Jargon-laced literature produced by the financial services sector can create a lack of confidence in the industry, according to Ms Inez Bailey, director of the National Adult Literacy Agency (NALA). It can also create a climate that is ripe for the mis-selling of financial services.
Next week is National Adult Literacy Awareness Week, which is targeted this year at tackling "financial jargon".
According to NALA, there are half- a-million adults in Ireland who have an insufficient level of literacy for today's society, and jargon on financial products has the obvious effect of excluding many of them from understanding financial products.
International research and anecdotal information shows there is a large proportion of adults who have a limited understanding of financial matters, according to Ms Bailey.
Research by the Irish Financial Services Regulatory Authority (IFSRA), published in May, found that 75 per cent of consumers consider the written information on financial products too difficult to understand.
Research in the UK has found that a lack of financial literacy can lead to consumers losing money, as they do not have the skills needed for shopping around.
It can also lead to people not making adequate provision for their future financial needs.
The experience of the National Adult Literacy Agency (NALA) is that financial literacy is becoming a major issue, according to Ms Bailey, yet there is no co-ordinated national approach to dealing with the issue. In other countries financial literacy has been high on the socio-political agenda for some years.
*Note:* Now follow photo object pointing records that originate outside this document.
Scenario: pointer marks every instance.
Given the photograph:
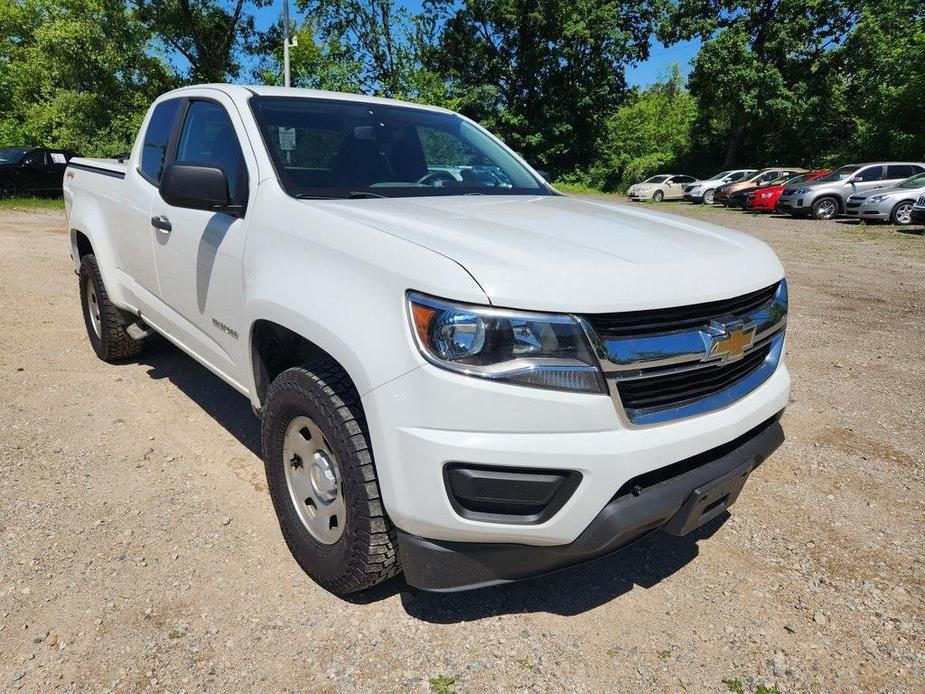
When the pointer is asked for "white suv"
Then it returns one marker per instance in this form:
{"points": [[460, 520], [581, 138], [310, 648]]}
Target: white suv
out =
{"points": [[470, 377]]}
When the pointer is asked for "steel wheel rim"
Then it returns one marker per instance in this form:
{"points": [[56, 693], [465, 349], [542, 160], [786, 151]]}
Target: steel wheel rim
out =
{"points": [[314, 480], [93, 308]]}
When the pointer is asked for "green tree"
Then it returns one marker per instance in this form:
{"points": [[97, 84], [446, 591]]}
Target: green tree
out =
{"points": [[313, 64], [210, 35], [77, 74], [647, 134], [544, 74], [763, 65]]}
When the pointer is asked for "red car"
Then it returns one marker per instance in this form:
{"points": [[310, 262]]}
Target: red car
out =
{"points": [[765, 199]]}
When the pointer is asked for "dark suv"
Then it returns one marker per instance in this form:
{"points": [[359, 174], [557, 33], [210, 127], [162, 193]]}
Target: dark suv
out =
{"points": [[32, 170]]}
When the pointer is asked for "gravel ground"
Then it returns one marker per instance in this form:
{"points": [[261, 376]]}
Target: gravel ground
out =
{"points": [[139, 550]]}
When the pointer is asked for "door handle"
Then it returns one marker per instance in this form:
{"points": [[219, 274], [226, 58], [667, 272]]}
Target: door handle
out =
{"points": [[161, 222]]}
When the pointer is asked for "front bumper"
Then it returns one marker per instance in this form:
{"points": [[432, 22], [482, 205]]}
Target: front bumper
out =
{"points": [[690, 493]]}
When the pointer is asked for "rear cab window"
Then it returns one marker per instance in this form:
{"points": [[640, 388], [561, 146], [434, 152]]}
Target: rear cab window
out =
{"points": [[157, 137]]}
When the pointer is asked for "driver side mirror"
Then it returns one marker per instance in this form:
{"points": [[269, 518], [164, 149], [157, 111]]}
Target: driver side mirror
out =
{"points": [[198, 187]]}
NALA is calling for a national education plan to be developed to assist a lifelong learning approach to financial literacy.
Other measures needed, according to Ms Bailey, include: the establishment of a high-level national committee to devise a strategy for life-long learning in financial literacy; an ongoing national media campaign to raise financial literacy awareness; a national, funded strategy for engaging the voluntary sector; and a research programme to monitor the progress of this strategy.
These issues are to be highlighted next week in a series of events, culminating at a conference next Friday in the Institute of Bankers in Dublin. On Monday a new A to Z of Financial Terms, sponsored by the EBS Building Society, is to be published.
Ms Bailey points out that much remains to be done. Last year research was carried out in the UK for insurance company Royal London.
In a concluding remark, the head of communications and research at Royal London, Mr Gareth Evans, said: "The vast majority of the consumers taking part in the focus groups believed that financial services providers are deliberately making their products hard to understand, hiding behind the smoke and mirrors, small print and confusing terminology to avoid payouts."
Meanwhile there are a number of places consumers can turn to for advice.
These include the Irish Financial Services Regulatory Authority (IFSRA), the Money Advice and Budgeting Service (MABS), the Consumers Association and Citizens Information Centres.